Daniel Kasman said...

Really interesting take on this movie. I was at this screening too and was constantly flummoxed at what the movie was really about, and I think your read is a key to what Rossellini was going for. I remember a specific shot of the first large battle that panned across the hillside, capturing an engagement...but then the pan kept going and one saw that there were more Bourbon troops on the edge the hill (are they going to flank Garibalid), and then the camera panned down and Rossellini reveals another detachment of the rebels waiting below for them, and at the moment of the reveal the two forces head for each other.

With the way Rossellini generally avoids direct continuity, explanation, and exposition, one never knows where the camera will go.
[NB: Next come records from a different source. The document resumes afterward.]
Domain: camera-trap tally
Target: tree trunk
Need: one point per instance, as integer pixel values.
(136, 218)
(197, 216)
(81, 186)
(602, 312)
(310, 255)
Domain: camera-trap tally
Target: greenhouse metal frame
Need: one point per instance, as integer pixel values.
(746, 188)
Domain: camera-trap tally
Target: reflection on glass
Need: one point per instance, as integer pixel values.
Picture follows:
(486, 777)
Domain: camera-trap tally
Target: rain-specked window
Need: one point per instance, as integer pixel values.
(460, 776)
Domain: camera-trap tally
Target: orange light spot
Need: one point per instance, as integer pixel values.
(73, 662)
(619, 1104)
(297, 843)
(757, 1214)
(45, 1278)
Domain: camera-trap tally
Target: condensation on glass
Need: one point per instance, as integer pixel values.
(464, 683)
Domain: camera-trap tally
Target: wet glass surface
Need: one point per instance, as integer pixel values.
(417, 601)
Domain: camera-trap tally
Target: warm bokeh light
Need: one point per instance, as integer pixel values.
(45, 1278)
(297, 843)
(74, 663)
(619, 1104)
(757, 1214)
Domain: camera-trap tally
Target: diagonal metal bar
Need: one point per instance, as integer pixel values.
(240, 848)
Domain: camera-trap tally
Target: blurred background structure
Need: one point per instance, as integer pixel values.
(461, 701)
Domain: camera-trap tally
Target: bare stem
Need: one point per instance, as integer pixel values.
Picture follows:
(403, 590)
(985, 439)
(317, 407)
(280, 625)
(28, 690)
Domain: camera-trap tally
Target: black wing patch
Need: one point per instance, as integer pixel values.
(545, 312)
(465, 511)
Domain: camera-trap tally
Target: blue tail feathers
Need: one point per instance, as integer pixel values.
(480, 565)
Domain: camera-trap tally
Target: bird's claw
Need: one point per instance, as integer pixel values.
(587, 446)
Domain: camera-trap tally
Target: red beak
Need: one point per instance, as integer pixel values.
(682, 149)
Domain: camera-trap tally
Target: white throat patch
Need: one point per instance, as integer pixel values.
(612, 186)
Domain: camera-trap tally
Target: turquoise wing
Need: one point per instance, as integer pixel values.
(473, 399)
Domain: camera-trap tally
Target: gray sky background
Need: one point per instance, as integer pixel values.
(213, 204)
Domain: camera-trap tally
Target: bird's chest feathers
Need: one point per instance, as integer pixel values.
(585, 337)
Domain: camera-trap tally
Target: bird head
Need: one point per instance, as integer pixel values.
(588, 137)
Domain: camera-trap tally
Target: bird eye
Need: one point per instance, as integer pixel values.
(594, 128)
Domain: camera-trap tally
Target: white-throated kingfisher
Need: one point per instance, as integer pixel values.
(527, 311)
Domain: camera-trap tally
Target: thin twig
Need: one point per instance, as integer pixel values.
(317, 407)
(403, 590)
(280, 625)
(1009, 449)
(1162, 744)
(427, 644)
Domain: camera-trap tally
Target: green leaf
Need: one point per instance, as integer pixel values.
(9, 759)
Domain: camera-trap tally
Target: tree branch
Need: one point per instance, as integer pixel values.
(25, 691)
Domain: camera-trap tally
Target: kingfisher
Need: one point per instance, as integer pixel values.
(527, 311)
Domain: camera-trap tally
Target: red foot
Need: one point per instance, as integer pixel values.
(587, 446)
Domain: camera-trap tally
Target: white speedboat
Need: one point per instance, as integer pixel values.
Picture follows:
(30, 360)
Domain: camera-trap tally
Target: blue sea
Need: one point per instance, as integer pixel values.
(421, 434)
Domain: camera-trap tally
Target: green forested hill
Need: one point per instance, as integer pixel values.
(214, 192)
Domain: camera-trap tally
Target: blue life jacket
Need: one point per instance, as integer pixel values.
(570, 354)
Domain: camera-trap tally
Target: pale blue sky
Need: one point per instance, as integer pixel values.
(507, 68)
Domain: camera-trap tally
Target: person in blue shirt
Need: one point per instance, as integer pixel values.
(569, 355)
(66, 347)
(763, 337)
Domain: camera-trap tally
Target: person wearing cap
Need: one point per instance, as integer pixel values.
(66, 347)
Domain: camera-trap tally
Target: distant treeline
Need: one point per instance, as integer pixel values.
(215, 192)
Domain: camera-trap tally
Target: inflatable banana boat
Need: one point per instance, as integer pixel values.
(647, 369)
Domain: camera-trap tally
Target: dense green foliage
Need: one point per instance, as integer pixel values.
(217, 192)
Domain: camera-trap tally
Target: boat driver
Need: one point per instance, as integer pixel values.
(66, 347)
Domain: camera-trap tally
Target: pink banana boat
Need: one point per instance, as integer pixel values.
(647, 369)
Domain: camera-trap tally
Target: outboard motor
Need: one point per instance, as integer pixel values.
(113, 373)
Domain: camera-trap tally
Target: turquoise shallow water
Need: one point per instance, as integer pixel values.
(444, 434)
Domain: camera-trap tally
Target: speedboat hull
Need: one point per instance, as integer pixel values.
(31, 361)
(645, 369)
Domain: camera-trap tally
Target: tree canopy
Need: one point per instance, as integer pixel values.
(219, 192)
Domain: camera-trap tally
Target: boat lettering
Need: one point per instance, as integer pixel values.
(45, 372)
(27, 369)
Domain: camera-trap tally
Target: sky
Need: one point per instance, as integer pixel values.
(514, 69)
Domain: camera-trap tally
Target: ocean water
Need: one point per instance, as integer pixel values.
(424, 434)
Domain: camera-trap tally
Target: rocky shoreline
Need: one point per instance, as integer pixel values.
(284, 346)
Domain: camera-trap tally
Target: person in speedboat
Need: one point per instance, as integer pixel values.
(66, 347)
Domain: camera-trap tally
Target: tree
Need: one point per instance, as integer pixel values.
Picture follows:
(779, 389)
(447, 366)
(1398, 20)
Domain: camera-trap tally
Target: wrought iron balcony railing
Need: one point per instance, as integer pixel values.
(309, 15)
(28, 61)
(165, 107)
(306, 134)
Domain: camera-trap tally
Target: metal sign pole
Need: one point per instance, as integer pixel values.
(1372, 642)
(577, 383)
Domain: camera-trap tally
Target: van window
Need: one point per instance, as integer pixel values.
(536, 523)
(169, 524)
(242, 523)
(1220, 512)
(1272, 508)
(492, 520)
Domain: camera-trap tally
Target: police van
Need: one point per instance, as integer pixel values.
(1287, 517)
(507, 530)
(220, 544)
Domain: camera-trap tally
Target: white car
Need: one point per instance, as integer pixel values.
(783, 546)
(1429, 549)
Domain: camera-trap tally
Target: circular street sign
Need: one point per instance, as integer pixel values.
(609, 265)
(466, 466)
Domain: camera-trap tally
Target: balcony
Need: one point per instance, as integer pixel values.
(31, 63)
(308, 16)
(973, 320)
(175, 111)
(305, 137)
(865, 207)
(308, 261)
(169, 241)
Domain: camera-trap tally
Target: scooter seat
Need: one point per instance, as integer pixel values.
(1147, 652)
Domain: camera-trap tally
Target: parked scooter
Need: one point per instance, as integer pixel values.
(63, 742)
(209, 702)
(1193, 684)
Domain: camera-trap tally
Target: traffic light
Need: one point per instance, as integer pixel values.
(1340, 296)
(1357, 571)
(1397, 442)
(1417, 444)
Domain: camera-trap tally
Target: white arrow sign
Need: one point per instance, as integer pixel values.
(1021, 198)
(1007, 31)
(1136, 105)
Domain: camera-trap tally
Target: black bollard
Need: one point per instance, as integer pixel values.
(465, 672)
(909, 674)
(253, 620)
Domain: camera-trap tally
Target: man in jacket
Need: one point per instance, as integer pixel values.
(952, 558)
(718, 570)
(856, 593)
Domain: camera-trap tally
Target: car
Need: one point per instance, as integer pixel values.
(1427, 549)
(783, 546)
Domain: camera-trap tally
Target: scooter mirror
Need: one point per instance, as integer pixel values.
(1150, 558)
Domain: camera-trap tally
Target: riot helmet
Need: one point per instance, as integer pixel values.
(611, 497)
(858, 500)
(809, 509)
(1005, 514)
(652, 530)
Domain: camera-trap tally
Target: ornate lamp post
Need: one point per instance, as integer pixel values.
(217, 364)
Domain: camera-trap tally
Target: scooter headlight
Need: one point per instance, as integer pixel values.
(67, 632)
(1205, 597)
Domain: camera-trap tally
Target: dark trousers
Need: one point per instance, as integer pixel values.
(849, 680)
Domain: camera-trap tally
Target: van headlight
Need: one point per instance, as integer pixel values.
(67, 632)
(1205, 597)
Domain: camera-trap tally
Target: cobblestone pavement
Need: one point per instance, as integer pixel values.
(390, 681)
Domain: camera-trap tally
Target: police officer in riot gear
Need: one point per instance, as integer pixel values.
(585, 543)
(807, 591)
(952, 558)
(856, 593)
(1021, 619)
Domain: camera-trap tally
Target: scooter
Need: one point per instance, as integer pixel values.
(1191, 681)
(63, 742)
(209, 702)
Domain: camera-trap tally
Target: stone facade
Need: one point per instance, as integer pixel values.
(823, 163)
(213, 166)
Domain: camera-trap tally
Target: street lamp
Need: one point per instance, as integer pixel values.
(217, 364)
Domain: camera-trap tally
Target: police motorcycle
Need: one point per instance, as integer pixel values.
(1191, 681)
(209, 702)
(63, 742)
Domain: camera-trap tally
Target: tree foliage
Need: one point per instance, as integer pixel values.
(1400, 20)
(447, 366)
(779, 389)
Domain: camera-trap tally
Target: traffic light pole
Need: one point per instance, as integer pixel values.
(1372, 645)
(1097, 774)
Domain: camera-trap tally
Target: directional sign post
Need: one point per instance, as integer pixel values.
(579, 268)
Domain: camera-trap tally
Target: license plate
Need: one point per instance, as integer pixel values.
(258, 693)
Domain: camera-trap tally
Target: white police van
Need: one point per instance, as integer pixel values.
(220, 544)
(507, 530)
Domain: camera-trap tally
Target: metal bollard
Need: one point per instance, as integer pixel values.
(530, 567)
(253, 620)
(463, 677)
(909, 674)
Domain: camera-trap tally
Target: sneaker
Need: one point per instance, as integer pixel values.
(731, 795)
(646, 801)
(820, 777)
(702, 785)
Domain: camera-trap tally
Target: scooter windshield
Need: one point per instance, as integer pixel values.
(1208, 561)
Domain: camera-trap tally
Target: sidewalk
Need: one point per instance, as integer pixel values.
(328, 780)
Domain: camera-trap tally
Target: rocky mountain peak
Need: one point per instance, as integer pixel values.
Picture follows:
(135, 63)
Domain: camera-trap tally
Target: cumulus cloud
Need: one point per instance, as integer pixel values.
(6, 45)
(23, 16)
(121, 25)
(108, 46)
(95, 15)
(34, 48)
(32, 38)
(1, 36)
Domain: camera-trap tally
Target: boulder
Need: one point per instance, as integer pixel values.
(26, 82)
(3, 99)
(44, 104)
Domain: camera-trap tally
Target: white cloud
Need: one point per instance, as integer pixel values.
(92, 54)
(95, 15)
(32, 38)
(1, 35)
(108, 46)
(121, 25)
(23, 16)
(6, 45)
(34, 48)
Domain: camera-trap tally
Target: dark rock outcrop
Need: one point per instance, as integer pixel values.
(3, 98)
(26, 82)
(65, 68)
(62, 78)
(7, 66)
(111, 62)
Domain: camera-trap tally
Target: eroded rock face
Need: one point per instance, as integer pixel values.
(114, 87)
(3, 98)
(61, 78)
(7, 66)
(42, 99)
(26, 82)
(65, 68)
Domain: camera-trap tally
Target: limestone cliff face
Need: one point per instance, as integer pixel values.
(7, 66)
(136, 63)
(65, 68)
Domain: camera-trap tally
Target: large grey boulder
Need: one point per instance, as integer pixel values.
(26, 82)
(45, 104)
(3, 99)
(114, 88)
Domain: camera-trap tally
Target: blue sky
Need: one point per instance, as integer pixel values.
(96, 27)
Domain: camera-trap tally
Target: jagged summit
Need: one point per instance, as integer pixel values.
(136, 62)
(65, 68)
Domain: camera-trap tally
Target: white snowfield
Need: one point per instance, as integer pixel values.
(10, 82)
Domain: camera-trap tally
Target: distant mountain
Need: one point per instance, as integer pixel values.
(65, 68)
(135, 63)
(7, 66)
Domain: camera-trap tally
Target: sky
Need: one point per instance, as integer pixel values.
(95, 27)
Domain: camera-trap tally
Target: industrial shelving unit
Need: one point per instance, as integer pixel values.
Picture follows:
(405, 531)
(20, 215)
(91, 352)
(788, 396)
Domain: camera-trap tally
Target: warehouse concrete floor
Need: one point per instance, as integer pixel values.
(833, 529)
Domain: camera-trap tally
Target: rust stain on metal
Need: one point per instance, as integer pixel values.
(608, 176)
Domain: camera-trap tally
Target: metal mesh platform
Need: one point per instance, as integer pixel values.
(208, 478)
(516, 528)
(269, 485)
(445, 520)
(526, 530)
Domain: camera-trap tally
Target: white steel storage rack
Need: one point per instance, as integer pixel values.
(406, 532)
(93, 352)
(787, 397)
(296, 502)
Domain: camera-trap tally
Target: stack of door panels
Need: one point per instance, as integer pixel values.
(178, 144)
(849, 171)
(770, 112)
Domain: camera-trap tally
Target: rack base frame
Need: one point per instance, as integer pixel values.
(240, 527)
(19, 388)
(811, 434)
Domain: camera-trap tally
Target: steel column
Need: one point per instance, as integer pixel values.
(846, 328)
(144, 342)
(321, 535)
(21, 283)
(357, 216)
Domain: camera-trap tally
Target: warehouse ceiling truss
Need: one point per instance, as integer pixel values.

The film proceeds as if nudged by fate or destiny (there definitely is an inevitability in Garibaldi's success, even more so since we never really understand why he is successful), but what is shown as going on inside the film's forward propulsion is never really what I expected, as if Rossellini inserted his camera into history and let it wander around.

ZC said...

Yeah, it's an off-putting film because it demands a knowledge of history where we (when viewing a historical prestige picture, especially) are more used to exposition and psychology. I don't think it needs historical knowledge (my understanding of 1860 is pretty sketchy), but if you're wondering what all these maneuvers--military or political--are for, then history will provide it, and not the script. I'd suggest that Rossellini's aesthetic here, and it's a strange film because it seems so unlike the picture of the director I feel we've come to accept in film culture, seems to want to embrace a presentation of historical events as something a camera can only strive to capture. Like you say, "as if Rossellini inserted his camera into history and let it wander around." The--well, a--point is that no matter how big the vistas get, we're not getting the whole picture, and the shots are constantly designed and orchestrated with this subtle message in mind.

Anonymous said...

I've not seen this yet, but the effect you describe of the camera, loose, wandering, never giving you the sense that you encompass the totality, seems very much descriptive of Paisà.

ZC said...

Tom, yes--Rossellini has a whole project for realism, something that film theorists and historians have been able to return to as an object never totally solved or defined. I hope to tackle these questions about Rossellini and his engagement with this thing 'realism' a bit more in the near future.